On May 12, 2021, the hospital announced its name change to "Nemours Children's Hospital, Delaware."

As of December 2023, the duPont Charitable Trust's portfolio is worth almost $10 billion, which helps financially support Nemours Children's Health.

In January 2025, Nemours Children's Health and the State of Delaware launched a new payment model for children in the state’s Medicaid program. The model incentivizes keeping children healthy and out of the hospital, rather than reimbursing hospitals for the volume of medical services provided.

In April 2025, Nemours introduced a high school co-op program that provides students with practical experience as medical and nursing assistants, along with educational support.

In June 2025, Nemours announced that a Riverside location will open in the Kingswood Center.

==Facilities==
The medical campus is located directly east of the DuPont Experimental Station and the site also houses the Nemours Estate. The facility provides Delaware's only Pediatric Trauma Center, advanced inpatient and outpatient pediatric care in more than 30 specialties, intensive and acute pediatric care, as well as pediatric research. The Ronald McDonald House of Delaware adjacent to the hospital provides sleep rooms and showers for the parents and families of children receiving treatment. In November 2023, Nemours donated $15,000 to Ronald McDonald House Charities.

Nemours Biomedical Research occupies the E400 building in the DuPont Experimental Station.

In October 2014, Nemours completed a 450,000-square-foot expansion project. The $256 million project increased the size of the Emergency Department and the number of inpatient beds.

In 2022, Nemours began a $40 million expansion in southeastern Pennsylvania in which the health system will open three new specialty care sites by the winter of 2024.

In May 2023, Nemours opened a specialized pediatric medical office in Broomall, Pennsylvania that includes doctors who are experts in more than 15 medical and surgical specialties.

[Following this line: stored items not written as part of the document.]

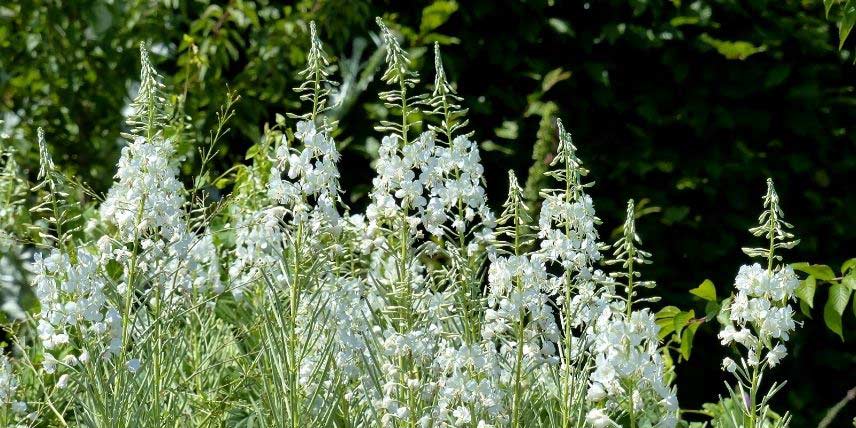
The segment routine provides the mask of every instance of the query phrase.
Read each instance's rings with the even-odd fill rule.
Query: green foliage
[[[856,25],[856,1],[853,0],[823,0],[823,7],[826,10],[826,17],[830,18],[830,12],[833,8],[835,11],[835,19],[838,25],[838,48],[844,46],[850,31]]]
[[[791,267],[807,276],[800,280],[796,295],[800,301],[802,313],[811,317],[814,309],[814,297],[818,287],[826,287],[827,297],[823,305],[823,321],[830,331],[844,341],[844,312],[850,297],[856,292],[856,259],[849,259],[841,265],[840,274],[827,265],[794,263]],[[853,299],[853,315],[856,317],[856,299]]]

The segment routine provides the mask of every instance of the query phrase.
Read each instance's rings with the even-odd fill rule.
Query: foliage
[[[794,270],[807,275],[805,279],[800,281],[800,286],[796,292],[802,313],[809,318],[811,317],[817,288],[826,285],[828,293],[826,303],[823,305],[823,321],[829,330],[844,341],[842,316],[847,309],[850,296],[856,291],[856,259],[849,259],[844,262],[841,265],[840,275],[836,275],[832,268],[827,265],[795,263],[792,266]],[[856,299],[853,300],[853,315],[856,316]]]

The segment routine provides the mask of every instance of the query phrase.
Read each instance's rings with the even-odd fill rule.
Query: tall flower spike
[[[55,170],[53,158],[48,152],[48,146],[45,143],[45,130],[39,127],[36,131],[39,143],[39,175],[37,178],[42,180]]]
[[[644,287],[644,288],[654,288],[654,281],[637,281],[636,279],[641,277],[642,274],[636,270],[638,265],[650,264],[651,263],[651,253],[642,250],[637,247],[636,244],[641,244],[642,240],[639,238],[639,235],[636,233],[636,220],[635,216],[635,204],[633,199],[627,201],[627,218],[624,220],[624,227],[622,228],[622,235],[612,244],[613,250],[613,259],[608,260],[606,264],[621,264],[621,267],[624,268],[624,271],[620,272],[612,272],[609,275],[613,278],[623,278],[626,280],[624,283],[625,291],[627,292],[626,297],[626,309],[627,314],[629,315],[632,311],[631,307],[633,305],[633,299],[638,294],[635,290],[636,287]],[[647,301],[653,301],[655,299],[646,299]]]
[[[410,57],[401,48],[398,39],[380,17],[377,18],[377,25],[380,27],[381,36],[386,46],[387,67],[381,79],[388,85],[398,85],[398,88],[380,92],[378,96],[386,108],[400,110],[401,123],[382,120],[375,129],[379,132],[396,134],[402,139],[401,145],[406,145],[410,127],[418,123],[410,122],[410,116],[419,111],[417,105],[424,101],[425,97],[407,95],[408,89],[412,89],[419,83],[419,74],[410,70]]]
[[[149,139],[163,129],[168,121],[164,88],[163,77],[149,59],[148,47],[140,43],[140,90],[130,104],[132,112],[127,124],[131,127],[131,133],[123,133],[123,137],[130,141],[136,137]]]
[[[571,134],[565,130],[561,120],[559,147],[550,163],[551,170],[544,175],[558,182],[557,188],[544,189],[541,196],[541,212],[538,217],[538,236],[543,239],[541,249],[552,261],[560,262],[572,272],[591,275],[592,265],[600,260],[600,247],[596,226],[600,224],[594,204],[583,184],[588,174],[577,157],[577,148]]]
[[[785,343],[797,326],[790,300],[794,298],[799,279],[789,265],[774,265],[776,260],[781,260],[781,256],[775,254],[776,249],[793,248],[799,242],[787,231],[793,226],[782,217],[773,180],[767,179],[764,212],[758,218],[760,224],[749,231],[754,236],[765,237],[769,246],[743,249],[750,257],[766,258],[767,267],[759,263],[741,266],[734,280],[736,293],[721,311],[727,315],[727,320],[722,322],[719,339],[723,346],[736,349],[740,355],[738,361],[726,357],[722,367],[733,373],[737,381],[734,386],[727,385],[732,400],[744,402],[726,416],[730,420],[742,419],[744,426],[753,428],[766,420],[770,398],[784,385],[774,382],[763,392],[764,371],[778,365],[787,355]],[[789,418],[785,413],[776,426],[787,426]]]
[[[329,110],[327,98],[330,87],[336,83],[329,79],[330,61],[324,54],[315,23],[309,24],[311,47],[306,58],[306,68],[299,76],[304,79],[294,88],[301,93],[300,99],[312,103],[312,110],[302,115],[289,115],[298,122],[294,137],[302,147],[288,144],[284,136],[276,138],[275,160],[268,181],[268,195],[284,204],[294,219],[304,221],[311,218],[321,220],[314,226],[335,225],[339,213],[339,152],[330,135],[335,126],[322,116]],[[282,175],[287,172],[288,179]]]
[[[767,194],[764,195],[764,212],[758,217],[759,225],[749,229],[749,232],[754,236],[765,237],[769,241],[767,248],[743,248],[743,252],[749,257],[760,257],[768,260],[768,269],[772,269],[773,260],[781,260],[781,256],[775,255],[775,251],[780,248],[791,249],[799,244],[799,239],[794,239],[794,235],[788,230],[793,229],[793,225],[784,220],[784,212],[779,207],[779,195],[776,193],[776,188],[773,186],[773,179],[767,179]]]
[[[458,96],[452,85],[446,80],[446,71],[443,69],[443,60],[440,56],[440,44],[434,42],[434,90],[428,97],[427,104],[432,108],[431,114],[440,116],[440,126],[429,125],[428,128],[438,135],[446,137],[446,144],[452,145],[453,135],[467,126],[467,109],[461,108],[459,104],[463,98]],[[469,137],[472,132],[465,133]]]
[[[45,131],[39,128],[37,136],[39,145],[39,173],[37,177],[39,182],[32,188],[32,191],[44,190],[44,194],[40,197],[40,203],[30,208],[30,212],[49,218],[49,223],[53,223],[52,232],[54,235],[41,235],[48,239],[51,244],[55,243],[58,247],[63,248],[72,234],[80,230],[81,210],[71,197],[69,183],[54,165],[45,142]]]
[[[535,236],[532,224],[532,216],[529,215],[529,207],[523,200],[523,188],[517,182],[517,175],[513,170],[508,170],[508,197],[502,204],[502,214],[499,216],[496,229],[498,236],[507,237],[513,246],[516,255],[524,247],[530,245]]]
[[[312,111],[302,115],[289,114],[290,117],[310,120],[318,125],[318,116],[330,110],[330,106],[327,105],[330,90],[338,84],[329,79],[329,68],[330,59],[324,52],[321,39],[318,38],[315,21],[312,21],[309,23],[309,54],[306,56],[306,68],[298,73],[303,83],[294,88],[294,91],[300,94],[301,101],[312,103]]]
[[[565,168],[553,169],[544,175],[567,183],[571,191],[571,199],[576,200],[583,190],[591,187],[593,183],[583,184],[582,182],[582,178],[588,175],[588,170],[577,157],[577,147],[574,146],[571,133],[565,130],[562,119],[556,119],[556,127],[559,128],[559,147],[556,149],[556,157],[550,162],[550,167],[562,164]]]

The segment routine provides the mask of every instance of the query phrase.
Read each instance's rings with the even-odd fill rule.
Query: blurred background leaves
[[[597,181],[604,235],[621,224],[628,198],[646,198],[638,227],[655,264],[645,275],[661,285],[664,304],[687,307],[688,290],[705,278],[728,292],[747,262],[740,247],[754,244],[746,229],[768,176],[802,239],[787,261],[840,266],[856,253],[854,0],[7,2],[0,141],[32,178],[44,127],[57,164],[105,191],[138,84],[137,46],[147,42],[186,121],[188,180],[194,145],[216,124],[227,88],[240,94],[218,147],[224,171],[243,161],[265,123],[296,110],[290,88],[315,20],[343,82],[334,115],[347,198],[359,207],[377,150],[372,121],[387,114],[375,95],[374,16],[404,37],[423,82],[426,48],[443,46],[495,204],[508,168],[529,172],[526,195],[536,199],[557,117]],[[789,378],[779,400],[794,410],[794,426],[816,424],[856,385],[853,331],[845,318],[842,345],[820,321],[803,326],[779,370]],[[723,392],[714,329],[702,326],[695,341],[678,368],[690,408]]]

In March 2023, Nemours opened a 43,000-square-foot facility in Chester County that will offer 18 medical and outpatient surgical specialties for children.

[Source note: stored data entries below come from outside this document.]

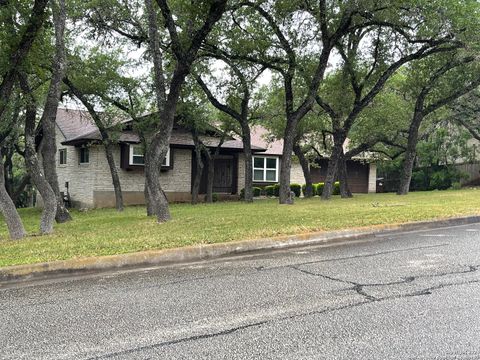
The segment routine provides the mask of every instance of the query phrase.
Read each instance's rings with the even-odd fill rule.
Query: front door
[[[233,161],[232,159],[215,160],[215,172],[213,176],[213,192],[232,192],[233,185]]]

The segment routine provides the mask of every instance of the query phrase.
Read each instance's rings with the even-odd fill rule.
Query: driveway
[[[0,359],[479,359],[480,224],[0,288]]]

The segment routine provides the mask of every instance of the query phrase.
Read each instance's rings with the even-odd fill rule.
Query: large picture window
[[[129,165],[145,165],[145,157],[143,147],[141,145],[130,145]],[[168,148],[167,155],[163,159],[162,166],[170,166],[170,148]]]
[[[254,156],[253,181],[278,182],[278,158]]]

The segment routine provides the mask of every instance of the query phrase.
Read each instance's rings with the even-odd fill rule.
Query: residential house
[[[57,173],[60,191],[68,194],[71,203],[78,208],[113,207],[115,196],[105,151],[100,143],[98,128],[89,114],[81,110],[58,109],[57,113]],[[282,155],[281,141],[267,141],[264,128],[252,130],[252,152],[254,154],[253,178],[255,186],[277,183]],[[202,142],[216,148],[220,138],[214,131],[201,137]],[[117,137],[118,146],[114,158],[126,205],[143,204],[144,169],[143,149],[132,124],[125,122]],[[171,202],[191,200],[192,183],[195,176],[195,151],[191,133],[176,124],[170,139],[170,148],[162,165],[161,182]],[[373,165],[373,164],[372,164]],[[372,191],[375,183],[374,165],[362,165],[354,190]],[[245,161],[243,144],[235,138],[226,139],[215,160],[213,191],[222,198],[238,198],[245,183]],[[322,167],[315,180],[321,180]],[[352,168],[353,169],[353,168]],[[373,169],[373,170],[372,170]],[[312,169],[316,174],[316,170]],[[356,171],[356,170],[352,170]],[[349,172],[350,174],[351,172]],[[366,176],[367,174],[368,176]],[[373,178],[372,178],[373,177]],[[291,182],[303,184],[303,172],[298,162],[293,162]],[[355,183],[352,181],[352,185]],[[200,193],[206,192],[206,171],[202,174]]]

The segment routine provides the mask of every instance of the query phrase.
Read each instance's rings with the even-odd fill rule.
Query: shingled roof
[[[91,141],[100,141],[101,135],[93,119],[87,111],[72,110],[72,109],[58,109],[57,125],[65,140],[63,145],[82,145]],[[127,121],[123,121],[127,122]],[[217,147],[220,138],[216,136],[200,136],[200,140],[208,147]],[[123,130],[118,141],[120,143],[139,143],[140,137],[132,130]],[[170,138],[170,145],[182,147],[194,147],[194,142],[191,133],[176,125],[172,131]],[[243,143],[234,138],[228,138],[221,146],[222,149],[242,150]],[[265,148],[257,145],[252,145],[254,152],[263,152]]]

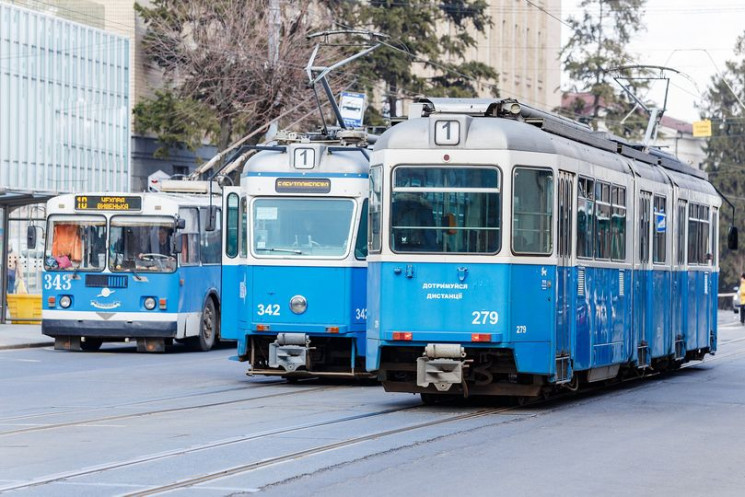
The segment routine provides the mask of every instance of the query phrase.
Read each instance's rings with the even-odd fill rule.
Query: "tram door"
[[[557,300],[556,300],[556,381],[566,382],[572,378],[571,371],[571,324],[574,321],[574,309],[570,298],[572,288],[572,219],[574,212],[574,175],[559,171],[557,197],[559,201],[556,219],[557,243]]]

In January 2025, Nemours announced a $130 million expansion focused on neonatology, cancer and cardiology programs, and its maternal and fetal health program.

==Specialties==
The hospital offers a comprehensive range of pediatric specialties and advanced surgical procedures, including kidney and bone marrow transplants and heart reconstruction. It is internationally recognized in blood and bone marrow transplantation, achondroplasia, cancer, cardiology and cardiac surgery, neurosurgery, orthopedics, and solid organ transplantation.

In March 2023, Nemours expanded cancer and blood disease research following a $78 million grant from the Lisa Dean Moseley Foundation.

In September 2023, Nemours received a $2.4 million grant to better support primary care access in underserved areas of Delaware.

In March 2025, the hospital celebrated the opening of the Lisa Dean Moseley Institute for Cancer and Blood Disorders on the fifth floor of its Wilmington hospital. It is a 24-bed facility. The facility will include 18 infusion and apheresis ambulatory rooms, along with 19 clinic rooms and a procedure room for cancer and blood disorder ambulatory pediatric patients.

In April 2025, Nemours Children's Health began providing on-site medical care and injury prevention services for youth players at the Philadelphia Union soccer academy.

In June 2025, Nemours Children's Health in Delaware began offering a new treatment for children with scoliosis, using technology called MAGnetic Expansion Control — or MAGEC rods to reduce the need for repeated surgeries.